Le règlement du 7 janvier 1971 de l'Ordre national des avocats de Belgique prévoit que l'avocat est financièrement responsable à l'égard des tiers qu'il choisit (correspondant, huissier, expert, etc.) pour les devoirs qu'il leur demande, sauf s'il les a avertis préalablement et par écrit que ces frais devaient être réclamés directement au client.

Un arrêt de la Cour de cassation du 25 mars 2004 porte la même obligation à charge des avocats en ce qui concerne les huissiers.

 

L'article 1er du règlement de l'O.B.F.G du 27 novembre 2004 fait obligation aux avocats d'interroger le client sur la possibilité pour celui-ci, de bénéficier de l'intervention totale ou partielle d'un tiers payant.

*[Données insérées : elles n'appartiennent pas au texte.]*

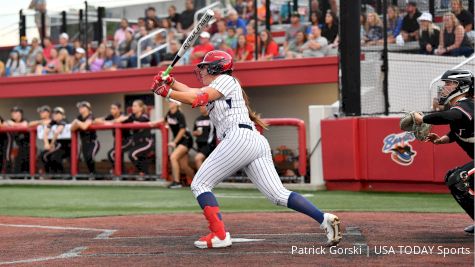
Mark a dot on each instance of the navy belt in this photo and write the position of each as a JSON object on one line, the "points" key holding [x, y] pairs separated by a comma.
{"points": [[243, 126]]}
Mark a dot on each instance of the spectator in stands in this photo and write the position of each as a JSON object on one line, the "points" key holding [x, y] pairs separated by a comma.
{"points": [[267, 47], [2, 71], [89, 143], [64, 44], [167, 58], [23, 48], [251, 34], [64, 61], [78, 61], [116, 115], [373, 29], [205, 136], [394, 23], [291, 32], [127, 51], [119, 35], [45, 116], [244, 51], [22, 140], [315, 20], [15, 66], [261, 13], [410, 26], [213, 28], [464, 16], [236, 22], [47, 48], [330, 27], [249, 13], [34, 51], [39, 65], [112, 61], [181, 144], [96, 62], [231, 37], [142, 138], [186, 22], [220, 34], [240, 7], [52, 65], [55, 149], [173, 16], [453, 41], [429, 34], [200, 50], [316, 45], [151, 14], [296, 47]]}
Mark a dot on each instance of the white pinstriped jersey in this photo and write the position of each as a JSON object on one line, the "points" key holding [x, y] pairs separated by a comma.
{"points": [[230, 110]]}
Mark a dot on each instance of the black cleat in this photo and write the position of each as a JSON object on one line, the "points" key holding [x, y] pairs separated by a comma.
{"points": [[469, 229]]}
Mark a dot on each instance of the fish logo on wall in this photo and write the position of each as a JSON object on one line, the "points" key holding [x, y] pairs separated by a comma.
{"points": [[399, 147]]}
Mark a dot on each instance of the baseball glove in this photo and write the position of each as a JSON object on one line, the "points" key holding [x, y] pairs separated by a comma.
{"points": [[408, 123]]}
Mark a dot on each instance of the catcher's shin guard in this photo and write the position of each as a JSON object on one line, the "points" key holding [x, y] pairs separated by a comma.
{"points": [[216, 225], [460, 183]]}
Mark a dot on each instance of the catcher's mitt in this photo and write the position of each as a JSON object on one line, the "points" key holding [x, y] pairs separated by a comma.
{"points": [[408, 123]]}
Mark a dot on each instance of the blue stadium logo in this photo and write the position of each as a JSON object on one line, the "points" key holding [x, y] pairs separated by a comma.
{"points": [[398, 145]]}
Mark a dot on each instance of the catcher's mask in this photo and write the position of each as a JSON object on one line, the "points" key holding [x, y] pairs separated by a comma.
{"points": [[453, 83], [215, 62]]}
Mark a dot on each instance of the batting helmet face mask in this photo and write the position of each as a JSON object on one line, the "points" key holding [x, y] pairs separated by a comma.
{"points": [[456, 83], [215, 62]]}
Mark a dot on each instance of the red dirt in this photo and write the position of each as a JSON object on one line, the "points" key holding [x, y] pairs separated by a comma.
{"points": [[153, 240]]}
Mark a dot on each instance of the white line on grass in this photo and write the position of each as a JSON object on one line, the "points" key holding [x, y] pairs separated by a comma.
{"points": [[75, 252]]}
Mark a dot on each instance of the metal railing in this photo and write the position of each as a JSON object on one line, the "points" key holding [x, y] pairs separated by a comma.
{"points": [[148, 53], [118, 127]]}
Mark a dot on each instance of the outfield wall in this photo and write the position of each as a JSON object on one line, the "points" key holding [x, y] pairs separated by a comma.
{"points": [[374, 154]]}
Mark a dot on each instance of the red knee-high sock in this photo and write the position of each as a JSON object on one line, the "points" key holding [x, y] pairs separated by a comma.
{"points": [[216, 225]]}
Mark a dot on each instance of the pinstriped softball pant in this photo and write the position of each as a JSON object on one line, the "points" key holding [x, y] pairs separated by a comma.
{"points": [[242, 149]]}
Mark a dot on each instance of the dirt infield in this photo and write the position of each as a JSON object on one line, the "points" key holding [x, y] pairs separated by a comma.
{"points": [[259, 239]]}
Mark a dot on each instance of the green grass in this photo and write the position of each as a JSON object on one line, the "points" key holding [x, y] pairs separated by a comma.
{"points": [[90, 201]]}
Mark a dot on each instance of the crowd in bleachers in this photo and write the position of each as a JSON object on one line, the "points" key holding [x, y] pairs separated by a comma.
{"points": [[314, 34], [455, 36], [233, 32]]}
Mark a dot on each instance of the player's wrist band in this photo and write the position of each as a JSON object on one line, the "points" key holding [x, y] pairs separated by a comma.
{"points": [[168, 95]]}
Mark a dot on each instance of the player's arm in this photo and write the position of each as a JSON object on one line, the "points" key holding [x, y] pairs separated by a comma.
{"points": [[200, 98]]}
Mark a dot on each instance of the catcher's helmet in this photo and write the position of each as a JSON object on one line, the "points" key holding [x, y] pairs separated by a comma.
{"points": [[464, 84], [217, 62]]}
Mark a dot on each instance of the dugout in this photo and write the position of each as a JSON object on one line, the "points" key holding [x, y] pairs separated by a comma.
{"points": [[277, 89]]}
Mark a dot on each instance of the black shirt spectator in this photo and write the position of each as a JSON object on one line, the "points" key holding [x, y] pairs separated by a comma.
{"points": [[410, 26], [173, 16], [139, 133], [125, 132], [465, 18]]}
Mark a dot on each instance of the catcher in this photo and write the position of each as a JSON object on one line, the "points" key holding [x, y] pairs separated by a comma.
{"points": [[457, 95]]}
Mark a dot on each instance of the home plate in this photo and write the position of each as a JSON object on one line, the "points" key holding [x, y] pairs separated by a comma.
{"points": [[243, 240]]}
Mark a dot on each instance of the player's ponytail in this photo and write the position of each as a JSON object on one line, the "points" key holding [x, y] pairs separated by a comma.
{"points": [[252, 114]]}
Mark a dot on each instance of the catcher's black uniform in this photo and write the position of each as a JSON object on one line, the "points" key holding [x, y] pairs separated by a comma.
{"points": [[460, 119]]}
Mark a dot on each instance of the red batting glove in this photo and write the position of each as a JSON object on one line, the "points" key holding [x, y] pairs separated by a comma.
{"points": [[162, 90]]}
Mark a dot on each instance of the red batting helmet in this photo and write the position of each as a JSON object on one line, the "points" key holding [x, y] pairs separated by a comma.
{"points": [[217, 62]]}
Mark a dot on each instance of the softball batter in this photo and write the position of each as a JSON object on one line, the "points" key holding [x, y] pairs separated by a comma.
{"points": [[241, 147]]}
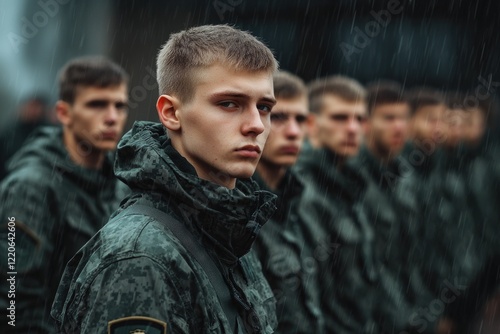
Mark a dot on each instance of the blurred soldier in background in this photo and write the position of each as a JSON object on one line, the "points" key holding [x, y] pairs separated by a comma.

C'est pourquoi, dans notre relation avec nos client, il doit être compris que nous pouvons contracter avec des tiers chaque fois que la mission le commande, et que les clients contribueront aux frais qui en découlent, à notre bonne et entière décharge et à première demande.

Il s'agit en règle des frais concernant l'intervention des prestataires suivants :

  -Les avocats correspondants dans les autres arrondissements ou à l'étranger,

  -Les conseils techniques et les experts,

  -Les huissiers de justice,

  -Les collaborateurs extérieurs,

  -Les notaires, expert-comptable et réviseurs d'entreprises dans leurs missions habituelles.

Il est convenu que notre cabinet sollicitera l'autorisation préalable du client lorsque cela sera possible, sauf en cas d'urgence ou lorsque l'intervention du tiers est d'usage.

Une estimation des coûts sera remise à première demande, à titre indicatif seulement.

 

Lorsque le client est avisé du recours à un tiers prestataire et de ce que ce tiers lui réclamera directement les coûts de son intervention, il est pareillement convenu que le client honorera immédiatement ces frais.

 

A défaut, nous serons en droit de suspendre notre intervention, en dehors des mesures d'urgence.